The Viromandui and Nervi used cavalry in very small numbers, concentrating on infantry whenever possible. Defensively, they often defeated their enemies' cavalry by forming defensive "hedges", described by Caesar as impenetrable walls of sharpened branches and skillfully cut saplings wrapped in thorns.
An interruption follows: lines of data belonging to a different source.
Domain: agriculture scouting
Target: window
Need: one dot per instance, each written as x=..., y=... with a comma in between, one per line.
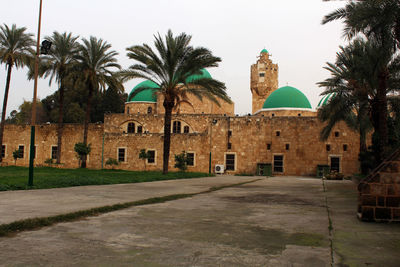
x=186, y=129
x=152, y=156
x=278, y=163
x=54, y=152
x=230, y=162
x=190, y=158
x=21, y=150
x=176, y=127
x=131, y=127
x=335, y=164
x=121, y=154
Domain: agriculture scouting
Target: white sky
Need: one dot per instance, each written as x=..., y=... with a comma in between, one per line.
x=235, y=30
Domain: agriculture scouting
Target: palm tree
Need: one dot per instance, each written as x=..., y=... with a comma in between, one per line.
x=379, y=21
x=15, y=48
x=170, y=67
x=58, y=65
x=95, y=65
x=351, y=91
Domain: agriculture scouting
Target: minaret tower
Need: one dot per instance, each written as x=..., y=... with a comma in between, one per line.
x=264, y=80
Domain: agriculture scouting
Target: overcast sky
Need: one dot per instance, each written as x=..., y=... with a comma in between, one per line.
x=235, y=30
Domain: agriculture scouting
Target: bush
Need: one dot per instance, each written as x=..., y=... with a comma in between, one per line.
x=82, y=150
x=112, y=162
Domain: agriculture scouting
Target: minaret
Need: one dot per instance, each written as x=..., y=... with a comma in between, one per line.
x=264, y=80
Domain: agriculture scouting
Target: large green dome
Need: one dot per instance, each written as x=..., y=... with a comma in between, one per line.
x=144, y=96
x=287, y=97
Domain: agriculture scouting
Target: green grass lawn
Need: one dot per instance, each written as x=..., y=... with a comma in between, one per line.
x=16, y=178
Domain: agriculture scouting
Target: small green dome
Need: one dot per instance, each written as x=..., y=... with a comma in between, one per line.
x=287, y=97
x=204, y=74
x=325, y=99
x=144, y=96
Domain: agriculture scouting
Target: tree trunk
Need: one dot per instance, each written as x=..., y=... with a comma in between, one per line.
x=382, y=114
x=3, y=114
x=87, y=120
x=168, y=106
x=60, y=123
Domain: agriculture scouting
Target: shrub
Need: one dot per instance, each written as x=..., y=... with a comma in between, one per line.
x=112, y=162
x=17, y=154
x=82, y=150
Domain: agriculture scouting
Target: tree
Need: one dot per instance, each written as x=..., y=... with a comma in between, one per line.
x=144, y=155
x=94, y=70
x=15, y=50
x=58, y=66
x=379, y=21
x=170, y=68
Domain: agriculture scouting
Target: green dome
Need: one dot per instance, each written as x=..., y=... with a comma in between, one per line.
x=287, y=97
x=204, y=74
x=144, y=96
x=325, y=99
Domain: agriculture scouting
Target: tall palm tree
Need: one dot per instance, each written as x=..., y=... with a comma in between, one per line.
x=351, y=86
x=169, y=67
x=95, y=68
x=58, y=66
x=379, y=21
x=15, y=49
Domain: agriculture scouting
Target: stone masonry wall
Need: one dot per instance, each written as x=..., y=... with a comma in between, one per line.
x=252, y=139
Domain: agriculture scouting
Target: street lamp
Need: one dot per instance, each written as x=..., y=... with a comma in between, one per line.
x=33, y=120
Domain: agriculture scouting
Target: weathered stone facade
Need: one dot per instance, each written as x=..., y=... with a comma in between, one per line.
x=288, y=139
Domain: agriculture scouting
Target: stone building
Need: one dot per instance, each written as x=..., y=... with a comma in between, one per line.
x=283, y=132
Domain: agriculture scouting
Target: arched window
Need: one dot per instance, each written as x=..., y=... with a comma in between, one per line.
x=186, y=129
x=131, y=127
x=176, y=127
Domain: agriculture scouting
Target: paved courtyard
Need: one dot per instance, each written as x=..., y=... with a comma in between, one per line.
x=281, y=221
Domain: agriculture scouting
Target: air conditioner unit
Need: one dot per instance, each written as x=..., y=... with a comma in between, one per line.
x=219, y=169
Using these tactics they resisted the Romans by striking from the safety of their dense forests and marshes.

=== Roman period ===
The Viromandui probably gained the status of civitas during the 1st century AD. Roman-era inscriptions mention two Viromanduan serving as magistrates.

== Religion ==
The Gallo-Roman religious site of the Champ des Noyers (Marteville, 1 km from Vermand) was probably erected on an older Gallic sanctuary, where some weapons of the La Tène period, including a voluntary-deformed sword, seem to have been involved in a tradition of religious offerings. Three temples (fana) were built during the Roman period at this site.
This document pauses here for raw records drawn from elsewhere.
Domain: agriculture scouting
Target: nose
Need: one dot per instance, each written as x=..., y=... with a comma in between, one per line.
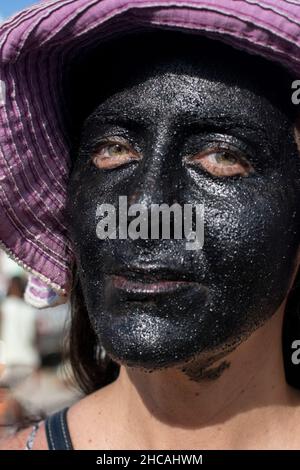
x=158, y=178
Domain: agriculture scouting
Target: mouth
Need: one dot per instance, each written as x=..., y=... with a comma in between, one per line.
x=141, y=283
x=147, y=287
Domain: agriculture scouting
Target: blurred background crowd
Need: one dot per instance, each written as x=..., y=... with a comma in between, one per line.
x=35, y=376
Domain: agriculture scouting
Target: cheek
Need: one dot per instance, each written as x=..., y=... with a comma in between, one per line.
x=251, y=241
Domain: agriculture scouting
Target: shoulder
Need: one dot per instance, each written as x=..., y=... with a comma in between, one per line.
x=19, y=440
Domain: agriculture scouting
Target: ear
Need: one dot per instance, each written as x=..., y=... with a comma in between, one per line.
x=297, y=132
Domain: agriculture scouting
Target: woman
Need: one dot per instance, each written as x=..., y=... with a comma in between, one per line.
x=179, y=348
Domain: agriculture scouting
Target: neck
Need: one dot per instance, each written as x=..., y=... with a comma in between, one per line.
x=153, y=404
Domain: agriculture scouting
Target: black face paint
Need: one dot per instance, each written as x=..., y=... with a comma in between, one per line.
x=241, y=275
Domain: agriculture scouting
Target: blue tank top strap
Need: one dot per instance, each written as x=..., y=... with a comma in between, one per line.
x=57, y=431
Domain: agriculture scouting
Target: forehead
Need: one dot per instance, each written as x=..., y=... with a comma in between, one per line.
x=182, y=90
x=176, y=75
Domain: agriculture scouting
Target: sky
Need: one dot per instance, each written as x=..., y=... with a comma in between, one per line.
x=9, y=7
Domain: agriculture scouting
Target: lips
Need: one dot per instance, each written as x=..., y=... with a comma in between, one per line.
x=147, y=286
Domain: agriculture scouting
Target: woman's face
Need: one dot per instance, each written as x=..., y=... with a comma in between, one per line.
x=186, y=132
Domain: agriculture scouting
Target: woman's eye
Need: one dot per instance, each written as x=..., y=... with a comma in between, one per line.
x=113, y=155
x=221, y=162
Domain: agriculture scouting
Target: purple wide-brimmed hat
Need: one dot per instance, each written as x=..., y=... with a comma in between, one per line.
x=36, y=46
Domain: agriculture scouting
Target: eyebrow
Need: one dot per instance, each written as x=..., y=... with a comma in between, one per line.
x=192, y=122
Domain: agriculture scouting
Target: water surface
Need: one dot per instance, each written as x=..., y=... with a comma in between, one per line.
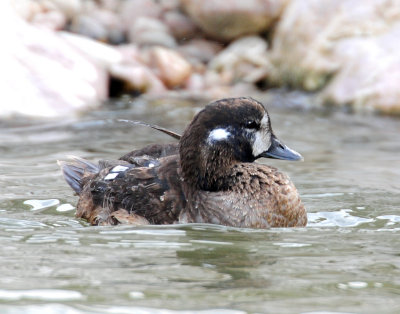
x=347, y=260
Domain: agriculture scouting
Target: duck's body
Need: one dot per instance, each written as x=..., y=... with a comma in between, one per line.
x=209, y=177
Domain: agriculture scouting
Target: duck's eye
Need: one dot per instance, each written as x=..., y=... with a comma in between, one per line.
x=252, y=124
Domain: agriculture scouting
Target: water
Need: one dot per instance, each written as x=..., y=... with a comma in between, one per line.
x=347, y=260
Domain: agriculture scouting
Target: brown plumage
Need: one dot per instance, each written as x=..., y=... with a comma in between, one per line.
x=208, y=177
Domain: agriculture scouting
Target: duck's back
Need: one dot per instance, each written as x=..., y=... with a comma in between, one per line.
x=139, y=189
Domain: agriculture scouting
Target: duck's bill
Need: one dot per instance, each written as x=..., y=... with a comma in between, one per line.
x=279, y=150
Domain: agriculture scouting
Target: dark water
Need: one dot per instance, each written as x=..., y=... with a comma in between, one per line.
x=347, y=260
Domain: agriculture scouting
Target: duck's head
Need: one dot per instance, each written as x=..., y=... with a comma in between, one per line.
x=226, y=132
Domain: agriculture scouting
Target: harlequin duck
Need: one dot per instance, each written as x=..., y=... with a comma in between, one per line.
x=208, y=177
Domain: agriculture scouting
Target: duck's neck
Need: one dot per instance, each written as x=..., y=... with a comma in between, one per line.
x=205, y=169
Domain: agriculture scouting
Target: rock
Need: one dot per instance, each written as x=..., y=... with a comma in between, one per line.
x=135, y=73
x=349, y=53
x=100, y=24
x=200, y=50
x=44, y=74
x=147, y=31
x=171, y=67
x=138, y=77
x=69, y=8
x=229, y=19
x=53, y=20
x=131, y=10
x=245, y=60
x=195, y=83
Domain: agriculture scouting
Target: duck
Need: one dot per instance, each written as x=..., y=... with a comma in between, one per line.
x=208, y=176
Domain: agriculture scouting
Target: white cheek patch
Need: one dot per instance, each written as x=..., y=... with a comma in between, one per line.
x=219, y=134
x=262, y=138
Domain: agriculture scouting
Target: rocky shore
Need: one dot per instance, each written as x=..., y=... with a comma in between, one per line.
x=62, y=57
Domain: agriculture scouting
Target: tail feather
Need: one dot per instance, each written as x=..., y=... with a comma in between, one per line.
x=74, y=170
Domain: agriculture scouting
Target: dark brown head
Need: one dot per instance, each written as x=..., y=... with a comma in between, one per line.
x=224, y=133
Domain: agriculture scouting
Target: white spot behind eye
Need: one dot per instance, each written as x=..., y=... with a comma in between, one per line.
x=219, y=134
x=262, y=139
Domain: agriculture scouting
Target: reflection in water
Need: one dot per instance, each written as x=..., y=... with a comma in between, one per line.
x=230, y=255
x=346, y=260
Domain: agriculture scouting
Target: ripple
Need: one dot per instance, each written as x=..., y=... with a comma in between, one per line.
x=41, y=294
x=41, y=204
x=392, y=219
x=11, y=223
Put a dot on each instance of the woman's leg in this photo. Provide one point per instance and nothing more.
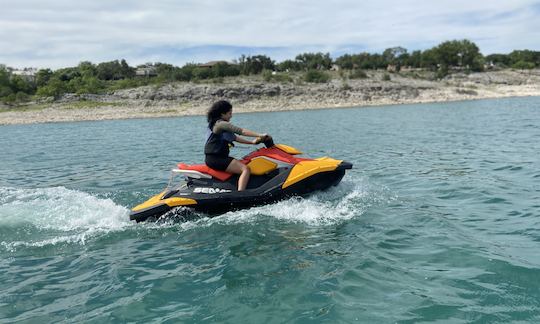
(240, 168)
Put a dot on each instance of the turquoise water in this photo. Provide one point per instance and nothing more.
(438, 221)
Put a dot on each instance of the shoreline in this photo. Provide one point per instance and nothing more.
(176, 100)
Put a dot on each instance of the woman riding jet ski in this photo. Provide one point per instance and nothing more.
(263, 176)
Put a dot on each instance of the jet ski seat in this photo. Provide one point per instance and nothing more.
(204, 169)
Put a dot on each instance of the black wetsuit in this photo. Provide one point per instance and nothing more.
(219, 139)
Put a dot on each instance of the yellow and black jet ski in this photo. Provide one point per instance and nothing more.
(276, 173)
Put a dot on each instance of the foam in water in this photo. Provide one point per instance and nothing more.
(57, 215)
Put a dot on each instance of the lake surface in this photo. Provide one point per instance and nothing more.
(438, 221)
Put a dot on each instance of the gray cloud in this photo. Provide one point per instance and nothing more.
(60, 33)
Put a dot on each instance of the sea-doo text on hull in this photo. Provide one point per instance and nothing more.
(276, 173)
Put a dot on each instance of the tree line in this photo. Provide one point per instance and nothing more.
(89, 78)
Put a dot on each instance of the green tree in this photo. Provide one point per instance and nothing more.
(255, 64)
(345, 62)
(314, 61)
(316, 76)
(54, 88)
(43, 76)
(463, 53)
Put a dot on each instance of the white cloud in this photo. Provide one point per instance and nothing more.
(60, 33)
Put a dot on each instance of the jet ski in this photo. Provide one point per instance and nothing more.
(277, 172)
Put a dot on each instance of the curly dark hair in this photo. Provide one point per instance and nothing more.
(215, 112)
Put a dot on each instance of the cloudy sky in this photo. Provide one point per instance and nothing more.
(61, 33)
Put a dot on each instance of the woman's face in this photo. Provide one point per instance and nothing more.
(227, 116)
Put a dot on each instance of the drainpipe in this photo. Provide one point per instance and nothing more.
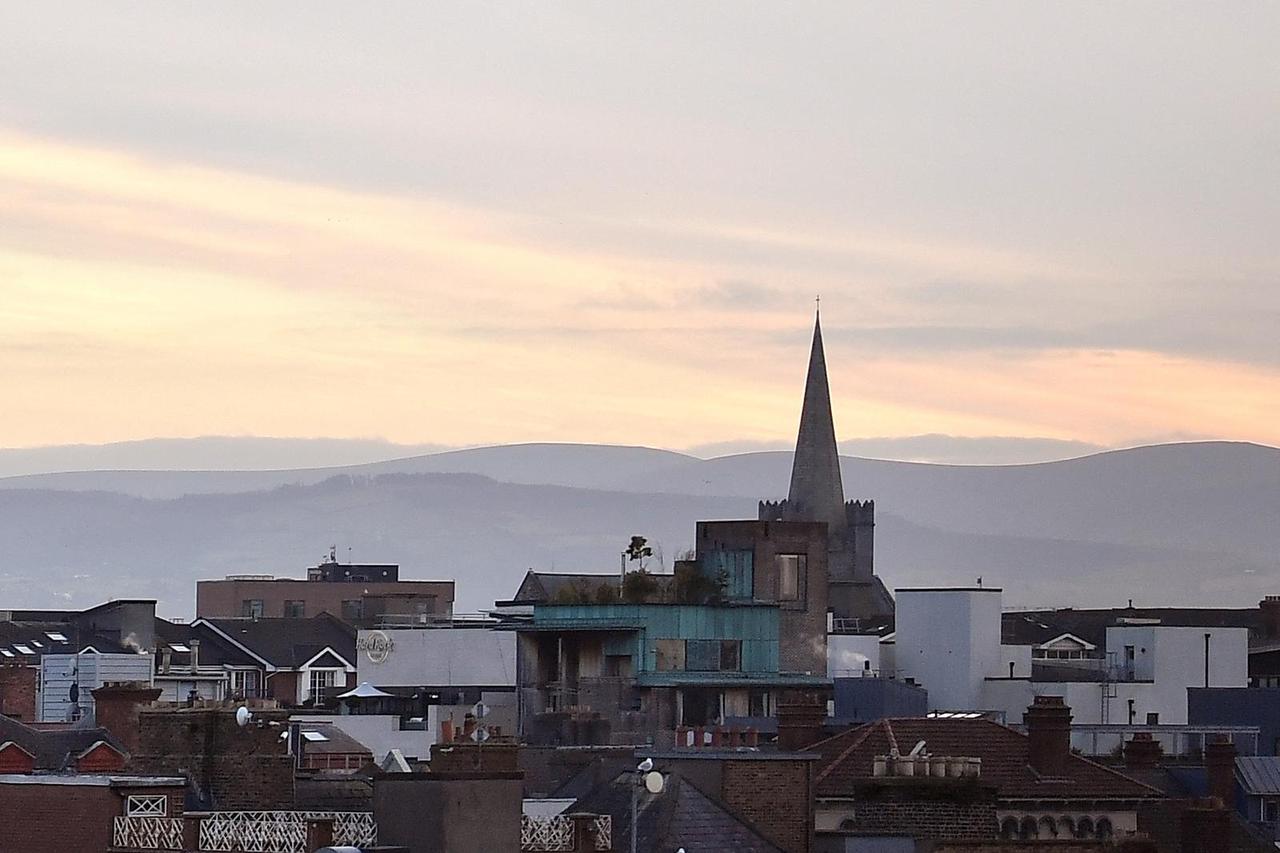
(1207, 635)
From the beginning of the 1st century AD, a sanctuary was located in Mesnil-Saint-Nicaise which initially centred on a cremation platform used for the sacrifice of caprinae. A temple was erected on the site ca. 150 AD, then abandoned ca. 280–290 AD. A vase dedicated to Apollo Vatumarus and deposed with an offering was found at the site, along with the statuette of a mother-goddess, depictions of Risus, and effigies of the Nymphs and Sol. The divine name Vatumaros ('High Seer') is composed of the Gaulish root vātis ('soothsayer, seer') attached to maros ('high').
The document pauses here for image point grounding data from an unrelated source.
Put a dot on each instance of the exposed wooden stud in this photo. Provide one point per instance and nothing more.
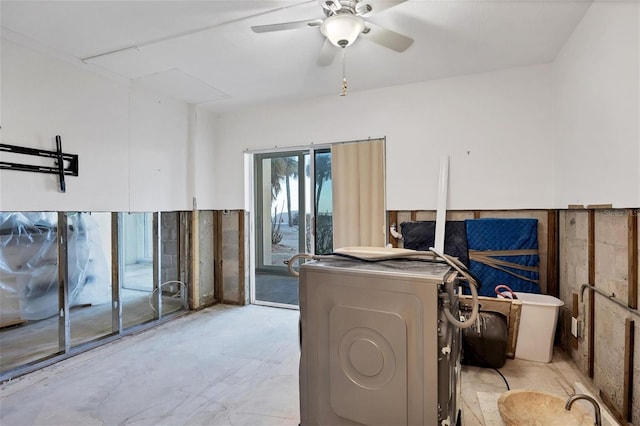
(611, 406)
(64, 321)
(195, 258)
(241, 245)
(632, 220)
(157, 247)
(627, 394)
(599, 206)
(117, 269)
(575, 314)
(184, 258)
(218, 285)
(393, 220)
(592, 280)
(553, 242)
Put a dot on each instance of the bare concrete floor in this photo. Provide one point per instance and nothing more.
(221, 366)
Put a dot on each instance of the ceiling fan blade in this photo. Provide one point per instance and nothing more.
(327, 53)
(286, 26)
(386, 38)
(364, 8)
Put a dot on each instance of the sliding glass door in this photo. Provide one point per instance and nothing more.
(293, 215)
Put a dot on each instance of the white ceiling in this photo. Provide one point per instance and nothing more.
(204, 52)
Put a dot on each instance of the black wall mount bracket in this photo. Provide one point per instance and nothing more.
(59, 161)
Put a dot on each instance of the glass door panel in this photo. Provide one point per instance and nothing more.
(294, 214)
(137, 291)
(28, 287)
(323, 223)
(281, 221)
(90, 267)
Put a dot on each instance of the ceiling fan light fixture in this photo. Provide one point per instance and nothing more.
(342, 30)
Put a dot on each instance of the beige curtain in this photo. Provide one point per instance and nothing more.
(358, 194)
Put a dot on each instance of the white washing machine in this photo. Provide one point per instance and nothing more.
(376, 347)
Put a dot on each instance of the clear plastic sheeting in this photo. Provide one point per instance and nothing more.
(29, 265)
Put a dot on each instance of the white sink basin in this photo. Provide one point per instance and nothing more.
(522, 407)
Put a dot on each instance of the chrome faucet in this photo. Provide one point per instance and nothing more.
(574, 398)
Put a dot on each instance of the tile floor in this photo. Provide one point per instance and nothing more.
(220, 366)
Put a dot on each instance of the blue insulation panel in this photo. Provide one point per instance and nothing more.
(504, 234)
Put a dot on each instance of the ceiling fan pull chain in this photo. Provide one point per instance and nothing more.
(344, 73)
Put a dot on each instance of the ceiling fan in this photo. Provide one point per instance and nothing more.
(343, 23)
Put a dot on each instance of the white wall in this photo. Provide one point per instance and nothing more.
(596, 80)
(496, 128)
(134, 146)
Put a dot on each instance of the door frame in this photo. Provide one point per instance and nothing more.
(251, 181)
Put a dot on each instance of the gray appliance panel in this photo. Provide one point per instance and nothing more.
(371, 342)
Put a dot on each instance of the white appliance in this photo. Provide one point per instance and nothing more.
(376, 347)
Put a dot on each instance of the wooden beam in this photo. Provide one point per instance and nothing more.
(627, 394)
(632, 220)
(591, 237)
(552, 253)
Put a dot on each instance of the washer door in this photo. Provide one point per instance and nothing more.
(368, 365)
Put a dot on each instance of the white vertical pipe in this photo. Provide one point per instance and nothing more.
(441, 214)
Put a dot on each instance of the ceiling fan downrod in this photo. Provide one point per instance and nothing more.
(344, 74)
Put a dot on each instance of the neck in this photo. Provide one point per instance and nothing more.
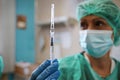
(101, 65)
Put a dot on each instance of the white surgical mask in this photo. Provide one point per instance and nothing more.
(96, 42)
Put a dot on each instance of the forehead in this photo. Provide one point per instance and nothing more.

An inscription from Augusta Viromandorum mentions Suiccius, a Viromanduan priest honouring the Imperial numen, and attests the presence of a public cult to the god Vulcan. In the town of Condren was found a bas-relief made of stone and depicting Mercury and Rosmerta.

==Inscriptions==
The Viromandui or their capital Augusta are also mentioned on following inscriptions:
- Viromanduo = Corpus Inscriptionum Latinarum XIII, 1465 (Clermont-Ferrand)
- civi Viromanduo = CIL XIII, 8409, 8341 et 8342 (Koln, I c.)
- Viromand(uo) = CIL XIII, 1688 (Lyon, autel des Gaules)
- Civit (ati) Vi(romanduorum) = CIL XIII, 3528 (Saint-Quentin, end of II or III c.)
- Avg(vstae) Viromandvorv(orum) = CIL VI, 32550 = 2822 et 32551 = 2821 (Rome, middle of III c.)